Les gouvernements enfin prêts à mettre l’Europe sur les rails de la transition énergétique ?

Alors que les États européens bloquaient toute avancée portée par le Parlement européen sur le paquet énergie européen, véritable boussole de la politique énergétique européenne pour 2030, les négociations sont en train de connaître un revirement politique en faveur de la transition énergétique.

La France doit soutenir ce changement politique en Europe et porter une transition énergétique européenne ambitieuse et exigeante, lors du Conseil des Ministres de l’énergie.

Ce lundi 11 juin, les Ministres européens de l’énergie pourraient décider d’accélérer la transition énergétique en Europe, en fixant des objectifs d’énergies renouvelables et d’économies d’énergies plus élevés. Ce serait une première depuis l’accord de Paris !

Les députés européens avaient déjà ouvert la voie, en défendant 35 % d’énergies renouvelables et 35 % de baisse de la consommation d’énergies pour 2030 (contre 27 % et 30 % auparavant).

Des objectifs plus élevés – faisables et surtout souhaitables pour tous les Européens

De nombreuses études ont montré que plus d’énergies renouvelables et plus d’efficacité énergétique étaient non seulement possibles en Europe, mais surtout souhaitables pour tous les Européens, et donc les Français. Loin d’être de simples chiffres, ces objectifs apportent de nombreux bénéfices : chaque pourcentage supplémentaire à l’objectif d’économies d’énergies en Europe amènerait la création de 336 000 emplois dans la rénovation du bâtiment ou l’innovation et ferait baisser la facture d’énergies des Européens moins 29€ par an d’ici à 2030.

De même, un objectif élevé de déploiement d’énergies renouvelables en Europe reviendrait à créer des milliers d’emplois non-délocalisables et à soutenir le développement d’une énergie peu couteuse, un atout pour les territoires.

Une majorité d’États prêts à booster la transition énergétique ?

La donne politique semble avoir changé ces dernières semaines, car de plus en plus d’États se convertissent à l’accélération de la transition énergétique de notre continent. Outre les pays les plus en avance comme la Suède ou le Portugal, l’Espagne, l’Italie et les Pays-Bas pourraient, aux bénéfices du changement de gouvernement, se rallier à l’accélération de la transition énergétique en Europe.

La France, quant à elle, fait un pas dans la bonne direction en soutenant désormais des objectifs de baisse de développement des énergies renouvelables de 32 % en Europe et de baisse de la consommation d’énergies de 33 % pour 2030. C’est un pas dans la bonne direction, alors même que la France est très en retard dans l’atteinte de ses objectifs d’énergies renouvelables pour 2020.
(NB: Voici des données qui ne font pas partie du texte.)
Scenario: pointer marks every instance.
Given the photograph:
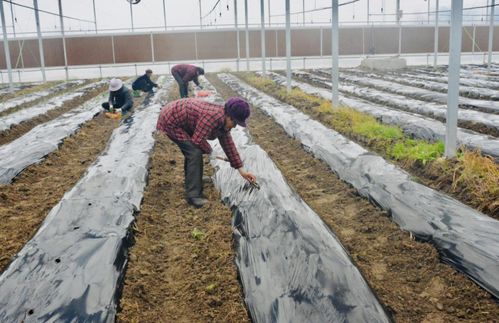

Seul point noir, l’Allemagne et son Ministre de l’Économie et de l’Énergie, Peter Altmaier, qui semble réticent à toute augmentation des objectifs et mesures en faveur de la transition, plaçant son pays aux côtés des plus conservateurs comme la Pologne.

Nos demandes pour des objectifs plus élevés

Si elle veut rester dans le camp des progressistes, la France, représentée par Brune Poirson doit porter des économies d’énergies ambitieuses en Europe (minimum 35 % pour 2030) et se rapprocher des députés européens et des États les plus ambitieux en ce qui concerne le développement des énergies renouvelables. 35% des objectifs pour 2030 sont le strict minimum. Elle doit créer un effet d’entrainement en ralliant de plus en plus de gouvernements à l’accélération de la transition énergétique en Europe.

Pas de chantage possible avec la transition énergétique

En revanche, des objectifs plus élevés ne doivent pas être l’occasion pour les gouvernements nationaux d’affaiblir d’importants paramètres de la transition énergétique. Ces derniers jours, certains États ont tenté de négocier un chiffre tout en diluant leurs obligations à agir !

Les députés européens doivent tenir bons face à ce chantage inacceptable des gouvernements.  La France doit faire entendre une voix différente et protéger ces dispositions.

Nos demandes pour ne pas faire l’impasse sur les mesures :

• Garantir la solidarité de tous les États dans l’atteinte des objectifs européens par une Loi climatique (règlement sur la gouvernance) exigeante afin que tous les pays contribuent à la transition énergétique en Europe.
• Favoriser le développement des énergies citoyennes, une énergie décentralisée au bénéfice de tous.
• Planifier la sortie des agrocarburants de première génération, plus néfaste pour le climat que le diesel, en particulier de l’huile de palme qui doit être interdite d’ici 2021.
• Favoriser les pratiques durables et efficaces d’utilisation de la biomasse afin de préserver nos puits carbones.
• Renforcer les obligations d’économies d’énergies annuelles pour que les États mettent réellement en place des mesures pour rénover les bâtiments et accroitre l’efficacité énergétique.